I wanted to go a little more in-depth about why I started this blog. There are many reasons, actually, but the one I want to focus on today is because I just wanted to do it.
When I say that, I don’t mean I am me and I do whatever I want whenever I want (although my husband might say that’s true). I mean it’s something I’ve been thinking about doing for the past year, but never found the “right time.” My favorite excuse is I’m just not in the mood. Which is totally dumb because a blog is something I’ve seriously wanted to do.
But I think as humans we’re put off by work and we’re put off by risks. Blogs take a ton of time and I’m a self-admitted perfectionist. When I undertake a project, I care for it and will put forward my all. Which can be very time consuming and strenuous. The risk part isn’t because I’m investing a lot of money or risking my life writing dangerous, thrilling posts based on risky times; it’s that I’m a very shy and private person. Writing is fun for me. Sharing my writing is anxiety-inducing.
So I have a bit of fear and worry doing this thing. Still, I’m really tired of not doing things that I say I’m going to do or that I want to do. Wishing that I had done something or chased after something or whatever is really depressing to think about. There are so many opportunities around that I am tired of missing out on. I am sick of not doing what I want to do.
I listened to an excellent TED Talk the other day, and it was like a really big “duh.” You know what I mean? It’s obvious, but it’s also a why didn’t I think of that concept. The point that stuck out to me, that duh, was get up and go do it. Get up and go do what you want to. The speaker brought up that we are never going to feel like it (it being whatever you want to change/do).
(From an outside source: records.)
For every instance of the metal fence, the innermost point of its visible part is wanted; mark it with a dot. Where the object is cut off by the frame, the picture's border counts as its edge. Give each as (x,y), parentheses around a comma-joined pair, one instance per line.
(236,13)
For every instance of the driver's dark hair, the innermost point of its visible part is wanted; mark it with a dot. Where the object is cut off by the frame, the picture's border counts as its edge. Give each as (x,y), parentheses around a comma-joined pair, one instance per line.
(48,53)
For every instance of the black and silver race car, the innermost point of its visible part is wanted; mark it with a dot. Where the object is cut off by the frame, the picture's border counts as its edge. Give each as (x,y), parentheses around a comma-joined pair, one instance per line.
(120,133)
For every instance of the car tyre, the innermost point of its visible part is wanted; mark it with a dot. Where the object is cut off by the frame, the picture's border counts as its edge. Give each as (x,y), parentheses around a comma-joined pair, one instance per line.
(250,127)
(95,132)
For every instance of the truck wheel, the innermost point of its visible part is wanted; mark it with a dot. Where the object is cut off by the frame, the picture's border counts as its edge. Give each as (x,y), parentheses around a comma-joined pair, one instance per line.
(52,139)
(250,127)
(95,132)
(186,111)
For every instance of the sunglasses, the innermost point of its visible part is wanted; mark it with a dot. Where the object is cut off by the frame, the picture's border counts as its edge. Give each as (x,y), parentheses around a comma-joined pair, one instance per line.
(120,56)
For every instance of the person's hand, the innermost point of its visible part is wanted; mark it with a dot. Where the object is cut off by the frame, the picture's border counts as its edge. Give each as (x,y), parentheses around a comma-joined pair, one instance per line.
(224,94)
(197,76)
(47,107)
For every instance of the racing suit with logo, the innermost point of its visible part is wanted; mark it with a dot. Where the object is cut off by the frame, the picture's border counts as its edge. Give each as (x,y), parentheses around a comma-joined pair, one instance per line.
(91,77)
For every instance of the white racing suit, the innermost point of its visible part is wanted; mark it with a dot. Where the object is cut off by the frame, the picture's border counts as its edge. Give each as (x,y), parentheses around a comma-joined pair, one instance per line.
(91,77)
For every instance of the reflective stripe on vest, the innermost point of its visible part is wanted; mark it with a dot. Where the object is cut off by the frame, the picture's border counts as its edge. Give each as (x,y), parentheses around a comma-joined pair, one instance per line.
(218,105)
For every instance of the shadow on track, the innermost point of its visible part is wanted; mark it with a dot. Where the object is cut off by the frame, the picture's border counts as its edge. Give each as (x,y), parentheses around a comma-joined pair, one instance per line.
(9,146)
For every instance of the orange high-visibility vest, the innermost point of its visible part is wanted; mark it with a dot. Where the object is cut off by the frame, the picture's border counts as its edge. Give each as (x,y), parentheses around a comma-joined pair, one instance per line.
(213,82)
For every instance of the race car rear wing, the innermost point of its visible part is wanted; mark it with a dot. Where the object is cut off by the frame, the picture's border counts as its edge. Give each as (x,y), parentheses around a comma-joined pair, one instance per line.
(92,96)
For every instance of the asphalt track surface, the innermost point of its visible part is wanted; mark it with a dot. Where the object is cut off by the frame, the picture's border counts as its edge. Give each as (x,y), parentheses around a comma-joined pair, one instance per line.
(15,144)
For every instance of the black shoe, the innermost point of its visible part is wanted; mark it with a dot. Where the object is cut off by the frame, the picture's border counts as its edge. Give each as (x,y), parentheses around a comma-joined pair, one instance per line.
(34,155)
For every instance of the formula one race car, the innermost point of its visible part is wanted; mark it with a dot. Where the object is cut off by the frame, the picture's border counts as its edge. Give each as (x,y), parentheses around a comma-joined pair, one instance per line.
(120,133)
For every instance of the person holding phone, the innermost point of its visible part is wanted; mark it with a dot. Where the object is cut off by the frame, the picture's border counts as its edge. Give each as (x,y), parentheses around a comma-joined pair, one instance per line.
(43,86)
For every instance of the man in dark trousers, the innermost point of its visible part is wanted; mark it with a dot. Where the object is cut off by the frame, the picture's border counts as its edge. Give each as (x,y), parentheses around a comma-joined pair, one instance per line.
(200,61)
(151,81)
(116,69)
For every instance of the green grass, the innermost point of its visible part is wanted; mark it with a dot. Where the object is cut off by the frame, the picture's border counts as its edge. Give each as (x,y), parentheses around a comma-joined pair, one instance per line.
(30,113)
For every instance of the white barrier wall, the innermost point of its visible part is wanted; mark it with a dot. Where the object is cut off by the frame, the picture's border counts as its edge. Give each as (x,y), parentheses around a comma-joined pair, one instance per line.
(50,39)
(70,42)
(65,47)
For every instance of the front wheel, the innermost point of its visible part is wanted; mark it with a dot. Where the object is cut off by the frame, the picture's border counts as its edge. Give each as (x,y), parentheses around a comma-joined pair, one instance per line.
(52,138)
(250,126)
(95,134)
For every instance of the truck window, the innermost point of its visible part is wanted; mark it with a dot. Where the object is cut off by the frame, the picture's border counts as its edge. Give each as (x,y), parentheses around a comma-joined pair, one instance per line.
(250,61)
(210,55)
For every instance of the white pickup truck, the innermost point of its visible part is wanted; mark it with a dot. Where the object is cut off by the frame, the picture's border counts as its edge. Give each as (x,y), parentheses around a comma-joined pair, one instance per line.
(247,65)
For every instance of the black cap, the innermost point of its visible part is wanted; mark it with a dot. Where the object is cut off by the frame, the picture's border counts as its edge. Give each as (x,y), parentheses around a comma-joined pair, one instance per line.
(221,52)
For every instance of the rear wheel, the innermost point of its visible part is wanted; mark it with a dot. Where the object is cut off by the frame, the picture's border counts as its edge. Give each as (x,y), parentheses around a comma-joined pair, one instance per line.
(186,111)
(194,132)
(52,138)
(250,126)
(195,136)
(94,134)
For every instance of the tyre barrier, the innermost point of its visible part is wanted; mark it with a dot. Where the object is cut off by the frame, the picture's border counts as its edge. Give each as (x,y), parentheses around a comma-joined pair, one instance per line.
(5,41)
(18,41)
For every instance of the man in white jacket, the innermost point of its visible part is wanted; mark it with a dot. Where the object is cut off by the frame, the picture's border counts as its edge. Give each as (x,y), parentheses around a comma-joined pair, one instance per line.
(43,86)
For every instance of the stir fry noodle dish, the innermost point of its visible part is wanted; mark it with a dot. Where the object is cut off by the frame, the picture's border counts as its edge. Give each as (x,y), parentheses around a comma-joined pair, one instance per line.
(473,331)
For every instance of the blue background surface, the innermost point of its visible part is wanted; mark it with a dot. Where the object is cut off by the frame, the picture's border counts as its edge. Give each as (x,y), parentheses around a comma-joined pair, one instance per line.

So here I am. Trying to actually get up and do this blog. And use this blog to reach out to others, share my story, and document getting up. Because life shouldn’t be about not being in the mood and not reaching for what you want and feeling regret for all of that. I want to try being what I want to be.
What do you think? What is something that you’ve always wanted to do, but, for whatever reason, haven’t?